FHPCP contacted and took the advice of Hospice Africa Uganda (HAU), which pioneered Palliative Care in Africa, and decided on a Home Based Programme model instead of an institution. It was decided to follow on the 20 years experience of HAU and to adapt it to our local situation. FHPCP began as a Pilot Programme in Singida with one medical doctor, one nurse and a part-time driver. The plan has been to start small, build on our experience and to expand when and if possible. From its beginning in August 2012 until the end of 2017 the Programme has enrolled 303 patients out of which 176 have died. At any one time there are between 85-95 patients currently being cared for by FHPCP.
In our five years of experience we have found that almost all of our patients (303) have been poor. A number would have been considered middle-class before their illness, but their finances were totally depleted travelling to various health facilities looking for a cure or to obtain cancer treatment in Dar es Salaam. Most have been too poor to even think of travelling to get treatment; thus they have needed palliative care since diagnosis.
The Tanzania government exempts patients with chronic diseases and the elderly over 60 years from paying for their health care services. But in reality this isn’t happening due to scarce resources: patients pay to open a file, for lab services and for medicines prescribed as they are told that what they need is not in stock.

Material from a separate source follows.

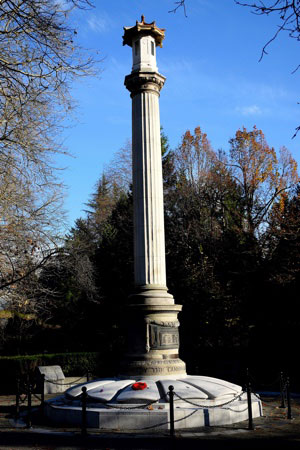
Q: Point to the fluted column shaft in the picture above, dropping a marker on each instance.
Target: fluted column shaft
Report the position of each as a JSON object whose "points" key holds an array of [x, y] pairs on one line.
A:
{"points": [[149, 240]]}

All people, rich and poor, with life-threatening and incurable illnesses are very vulnerable! We treat all people needing hospice or palliative care. However, we have encountered a good number of patients, usually women or single women with children, who have cancer and other life-limiting ailments (strokes, paralysis from various causes, neurological conditions) and have no one to turn to and are extremely vulnerable. We especially reach out to these people offering a compassionate and professional service embracing the medical psychological, spiritual and social components of hospice and palliative care.
Sr. Dr. Marian Scena, MMM, Coordinator and Physician
Ms. Amina Kimashalo, PC Nurse
Ms. Matilda Saul, PC Nurse
Mr. Shabani Miloho, Driver
And 14 Palliative Care Volunteers from the community.